Aquí está el principal escollo. Sabemos “cómo” se deberían hacer las cosas, pero nos falta el “con qué”. Los recursos. Como vimos, del gasto sanitario público total, destinamos solo un 5% a salud mental, mientras Alemania destina el 11%, Suecia el 10%, Reino Unido el 9,5% y Holanda el 8,8%. Si destináramos el 10% del gasto sanitario público a salud mental dispondríamos de otros 4.000 millones anuales. Por otro lado, ese aumento de recursos se debería orientar no a hospitales o a medicamentos, sino a la salud mental comunitaria, que pasaría a suponer un 70% del total de gasto en salud mental. Se preguntarán: pero ¿de qué otras partidas de sanidad se reduce el gasto? Pues, por ejemplo, reduciendo los precios abusivos de los medicamentos se ahorrarían 8.000 millones anuales, como mostramos en nuestro documento para la Fundación Alternativas.
Además, en España disponemos de menos gasto sanitario público en relación con nuestra renta que en la Euroárea-15, un 6,5% del PIB frente a un 8,3%. Esa diferencia supone casi 20.000 millones de euros menos, de los cuales el 10% debería ir a salud mental. ¿Podemos permitirnos ese gasto? Si los ingresos fiscales fueran similares a los de otros países europeos, en proporción a nuestra renta, desde luego que sí. En efecto, la diferencia de ingresos fiscales con la Euroárea era de 7 puntos en 2019, equivalente a 87.500 millones de euros, más que suficiente para financiar las necesidades de dotación en salud mental y sanidad en general. No se trata de cobrar más impuestos a las rentas medias y bajas, sino de cobrar impuestos justos a las grandes fortunas y a las grandes corporaciones y evitar el fraude fiscal.

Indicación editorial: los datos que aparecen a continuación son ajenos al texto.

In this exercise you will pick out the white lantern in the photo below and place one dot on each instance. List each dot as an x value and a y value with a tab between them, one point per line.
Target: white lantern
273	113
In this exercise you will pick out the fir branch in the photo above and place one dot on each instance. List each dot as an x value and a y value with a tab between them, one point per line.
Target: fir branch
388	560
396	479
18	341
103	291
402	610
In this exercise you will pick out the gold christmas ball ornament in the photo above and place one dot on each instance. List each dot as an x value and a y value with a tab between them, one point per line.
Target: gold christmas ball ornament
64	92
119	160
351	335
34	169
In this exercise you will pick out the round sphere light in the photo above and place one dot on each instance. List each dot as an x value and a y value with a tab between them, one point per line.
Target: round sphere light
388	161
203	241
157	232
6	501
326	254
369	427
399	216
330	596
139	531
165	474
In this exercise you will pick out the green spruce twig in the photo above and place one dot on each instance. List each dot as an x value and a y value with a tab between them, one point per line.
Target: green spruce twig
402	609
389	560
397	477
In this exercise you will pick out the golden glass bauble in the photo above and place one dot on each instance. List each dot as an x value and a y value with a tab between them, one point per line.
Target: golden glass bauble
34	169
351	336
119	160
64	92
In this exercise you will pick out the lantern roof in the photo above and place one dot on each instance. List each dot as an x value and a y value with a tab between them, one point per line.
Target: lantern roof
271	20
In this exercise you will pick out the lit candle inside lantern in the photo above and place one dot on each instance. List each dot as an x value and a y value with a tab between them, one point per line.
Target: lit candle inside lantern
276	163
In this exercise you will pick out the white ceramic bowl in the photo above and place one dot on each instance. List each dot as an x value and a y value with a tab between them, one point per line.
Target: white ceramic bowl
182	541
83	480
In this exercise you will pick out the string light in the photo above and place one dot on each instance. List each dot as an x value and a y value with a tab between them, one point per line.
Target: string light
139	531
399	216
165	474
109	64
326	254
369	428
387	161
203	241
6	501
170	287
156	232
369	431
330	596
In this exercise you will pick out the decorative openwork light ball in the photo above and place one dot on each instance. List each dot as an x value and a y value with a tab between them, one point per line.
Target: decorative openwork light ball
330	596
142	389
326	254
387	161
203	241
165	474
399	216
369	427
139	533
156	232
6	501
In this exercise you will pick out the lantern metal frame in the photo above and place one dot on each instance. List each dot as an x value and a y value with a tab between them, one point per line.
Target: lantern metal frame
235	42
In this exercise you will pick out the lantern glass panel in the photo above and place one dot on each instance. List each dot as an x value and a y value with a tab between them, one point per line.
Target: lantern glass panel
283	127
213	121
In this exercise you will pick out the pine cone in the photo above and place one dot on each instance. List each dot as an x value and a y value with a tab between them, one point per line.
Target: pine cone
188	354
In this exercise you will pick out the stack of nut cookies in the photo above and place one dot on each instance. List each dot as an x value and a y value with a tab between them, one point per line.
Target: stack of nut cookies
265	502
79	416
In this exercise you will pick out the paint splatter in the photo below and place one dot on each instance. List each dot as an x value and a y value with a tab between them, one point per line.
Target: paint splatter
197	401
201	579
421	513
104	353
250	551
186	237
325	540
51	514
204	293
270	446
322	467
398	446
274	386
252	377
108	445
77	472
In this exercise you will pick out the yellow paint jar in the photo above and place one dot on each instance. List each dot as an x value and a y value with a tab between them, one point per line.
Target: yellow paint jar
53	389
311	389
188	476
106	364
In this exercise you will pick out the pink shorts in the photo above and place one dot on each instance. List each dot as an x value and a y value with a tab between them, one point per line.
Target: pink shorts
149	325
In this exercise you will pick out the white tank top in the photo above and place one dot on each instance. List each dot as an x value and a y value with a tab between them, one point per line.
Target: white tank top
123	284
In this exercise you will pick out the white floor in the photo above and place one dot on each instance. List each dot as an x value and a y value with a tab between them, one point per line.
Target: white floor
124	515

En los últimos dos años, la pandemia de la COVID-19 ha impactado negativamente sobre la salud mental y ha tensionado más todavía a los profesionales de unos servicios sanitarios infradotados. Así, vimos que en 2020 aumentó el número de suicidios un 7,3% respecto al año anterior, hasta alcanzar 3.941 fallecidos. Cada estadística son personas y familias que sufren. Dolor innecesario y muertes que, en muchos casos, podían haberse evitado. Con los recursos adecuados orientados a la salud mental comunitaria, la atención podría ser excelente, en tiempo y en calidad, apoyando la recuperación completa de las personas. Pero, por falta de atención adecuada, muchas personas con problemas de salud mental ven limitada su autonomía, su posibilidad de trabajar y de formar una familia independiente, o se convierten en “sin techo” que viven en la indigencia. Hoy sabemos “cómo” recuperar una buena salud mental. Pero necesitamos cuadrar el “con qué”. Los gobiernos y la ciudadanía saben que es posible. Solo falta voluntad política y un fuerte respaldo social.